Plutôt que de plier l’échine et de rentrer dans le rang, elle s’est rendue à Rome. Reçue par Jean-Paul II, elle lui explique les raisons de son choix de vie et sa vision des choses. «Nous avons parlé d’homosexualité. Il était très ouvert. Après m’avoir écoutée, le Saint-Père m’a mis les deux mains sur la tête en disant: “Allez de l’avant mais les épreuves ne manqueront pas, surtout venant de l’Église”». Cette précision sur la source des ennuis à venir ne l’a pas surprise. Alors que certains membres du clergé voulaient la forcer à choisir entre sexologie et religion, elle est rentrée au pays avec la mission de faire un doctorat. «Moi qui pensais me faire couper les ailes, j’avais maintenant la bénédiction du pape.» Il lui aura toutefois fallu beaucoup de résilience pour en arriver là.
ÉPREUVES PRÉCOCES
Onzième de douze enfants, des problèmes ont surgi au tout début, en 1947, à sa naissance. Alors qu’il accouchait sa mère à domicile, le médecin de cette famille de Sainte-Luce-sur-Mer a dû utiliser des forceps. «Comme maman était en danger, tous les efforts se sont tournés vers elle. Moi, j’ai été laissée pour morte. Quand le docteur m’a examinée, il a dit que je n’avais qu’un neurone et que je ne survivrais pas. Maman qui n’avait aucune connaissance en biologie a cru ça.» Mère naïve peut-être, mais tout de même femme exceptionnelle, qui a encouragé sa petite à foncer dans tout.

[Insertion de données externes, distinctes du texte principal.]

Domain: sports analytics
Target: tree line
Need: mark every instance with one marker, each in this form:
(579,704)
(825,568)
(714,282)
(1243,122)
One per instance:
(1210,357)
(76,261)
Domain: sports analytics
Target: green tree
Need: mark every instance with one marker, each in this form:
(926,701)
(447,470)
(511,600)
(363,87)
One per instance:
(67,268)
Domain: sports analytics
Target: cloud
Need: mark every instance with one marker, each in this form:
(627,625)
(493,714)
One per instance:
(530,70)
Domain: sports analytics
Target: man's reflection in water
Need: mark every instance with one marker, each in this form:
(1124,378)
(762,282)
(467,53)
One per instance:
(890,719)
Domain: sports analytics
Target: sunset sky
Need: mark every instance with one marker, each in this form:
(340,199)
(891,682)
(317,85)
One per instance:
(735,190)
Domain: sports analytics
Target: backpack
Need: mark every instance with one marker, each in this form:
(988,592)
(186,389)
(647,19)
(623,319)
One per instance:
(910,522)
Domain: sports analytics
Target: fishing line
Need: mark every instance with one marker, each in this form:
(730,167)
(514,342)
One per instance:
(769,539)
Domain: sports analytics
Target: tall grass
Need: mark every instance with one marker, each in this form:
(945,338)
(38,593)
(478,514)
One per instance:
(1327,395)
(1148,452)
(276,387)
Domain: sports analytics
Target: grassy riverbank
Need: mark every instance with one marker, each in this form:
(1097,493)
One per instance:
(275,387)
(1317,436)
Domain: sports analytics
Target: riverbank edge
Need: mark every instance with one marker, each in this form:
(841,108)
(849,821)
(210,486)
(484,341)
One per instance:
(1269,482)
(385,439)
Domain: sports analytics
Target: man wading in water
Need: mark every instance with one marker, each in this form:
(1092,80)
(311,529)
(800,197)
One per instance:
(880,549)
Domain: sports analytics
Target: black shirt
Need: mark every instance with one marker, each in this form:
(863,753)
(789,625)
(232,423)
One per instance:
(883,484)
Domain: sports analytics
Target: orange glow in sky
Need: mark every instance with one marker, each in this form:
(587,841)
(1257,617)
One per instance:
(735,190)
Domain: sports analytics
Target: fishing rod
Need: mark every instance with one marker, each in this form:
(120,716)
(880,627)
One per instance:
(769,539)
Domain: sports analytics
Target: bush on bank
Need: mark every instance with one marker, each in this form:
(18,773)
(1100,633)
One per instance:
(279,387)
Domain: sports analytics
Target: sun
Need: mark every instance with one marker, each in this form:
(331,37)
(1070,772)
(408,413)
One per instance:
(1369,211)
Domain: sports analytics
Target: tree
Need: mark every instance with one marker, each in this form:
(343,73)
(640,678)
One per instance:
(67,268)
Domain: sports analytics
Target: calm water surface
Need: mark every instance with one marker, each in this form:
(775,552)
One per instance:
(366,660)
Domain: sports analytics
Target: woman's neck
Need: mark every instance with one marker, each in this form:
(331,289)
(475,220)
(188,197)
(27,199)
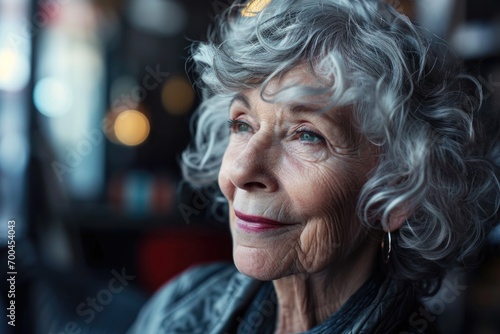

De son enfance, soeur Ross se souvient de son extrême sensibilité et de son besoin de solitude. «J’étais très ébranlée par les injustices, la violence, la pauvreté et les accidents dont j’entendais parler. J’ai du avoir recours à une force spirituelle pour faire face à la réalité de la condition humaine.» Ses conflits intérieurs se sont résorbés par la découverte de quelque chose de puissant et de fort au fond d’elle: sa foi. À cinq ans, chétive et malade, Marie-Paul a perdu la vue. Le médecin se fait à nouveau prophète de malheur, affirmant que la petite fiévreuse allait mourir. «Je me suis enfuie dans les bois. Étendue sur une roche, j’ai senti que Dieu était avec moi. Dieu, la sainte Vierge et sainte Anne. J’avais découvert ma force intérieure», raconte-t-elle au magazine La Semaine (2).
Un jour, à la fête de sainte Anne, Marie-Paul est amenée à un petit sanctuaire, près de Rimouski, par sa pieuse maman. Cette dernière, lui lave les yeux avec de l’eau de sainte Anne en disant: «Ne t’inquiète pas, la sainte Vierge va s’occuper de toi.» Assises toutes deux dans le jubé, la petite demande à sa maman de la prévenir à l’instant où le prêtre lèvera l’hostie. «Pour moi, ça voulait dire Dieu vivant te regarde avec Amour. Quand elle m’a chuchoté “ça y est”, contre toute attente, j’ai vu l’hostie. Je me suis mise à crier. J’ai retrouvé la vue. Du pus sortait de mes yeux et ma mère répétait: “Merci mon Dieu.”» Cet événement phénoménal révélait sans doute la profondeur de sa foi.
MÛRE POUR SA MISSION
Enfant solitaire, elle aimait collectionner les images saintes, surtout celles de la Vierge Immaculée. Quand les religieux missionnaires sont passés en classe pour parler des bambins chinois abandonnés à la rue, la petite Ross a su qu’elle voulait soulager la misère. «Mon premier désir a été de devenir puéricultrice. Mais je ne voulais pas rentrer chez les soeurs.» Cependant, au contact des soeurs Missionnaires de l’Immaculée-Conception, l’idée a tranquillement mûri. «Par dessous tout, ces soeurs aimaient les enfants blessés. Ce n’était pas le cas de toutes les religieuses». Certaines l’ont fait souffrir, dit-elle. Comme celles qui enseignaient à l’école du village et qui la faisaient asseoir à l’arrière malgré sa vue faible. «Quand je me trompais, elles disaient: “ça paraît que vous venez des rangs”», se souvient-elle. Une forme de préjugés et de mépris qu’elle déteste.
Les études coûtent cher mais la congrégation des soeurs Missionnaires de l’Immaculée-Conception accepte les filles issues de familles pauvres en échange des maigres allocations familiales. Durant deux ans, Marie-Paul termine son secondaire au couvent. Pour l’aider à vaincre sa timidité, la mère de Marie-Paul l’incite à toujours dire ce qu’elle pense. «“Gênée comme tu es, disait-elle, si en plus tu tournes autour du pot, tu n’auras jamais rien dans la vie.” Je l’ai écoutée et je suis devenue assez directe.» Ce trait de caractère ne lui a pas rendu la vie facile quand elle s’est faite novice à 17 ans. «Je n’aimais pas la directrice qui me tapait sur les nerfs et, plus d’une fois, on m’a montré la porte. Mais j’ai tenu bon; je savais, au fond de moi, que c’était mon chemin.»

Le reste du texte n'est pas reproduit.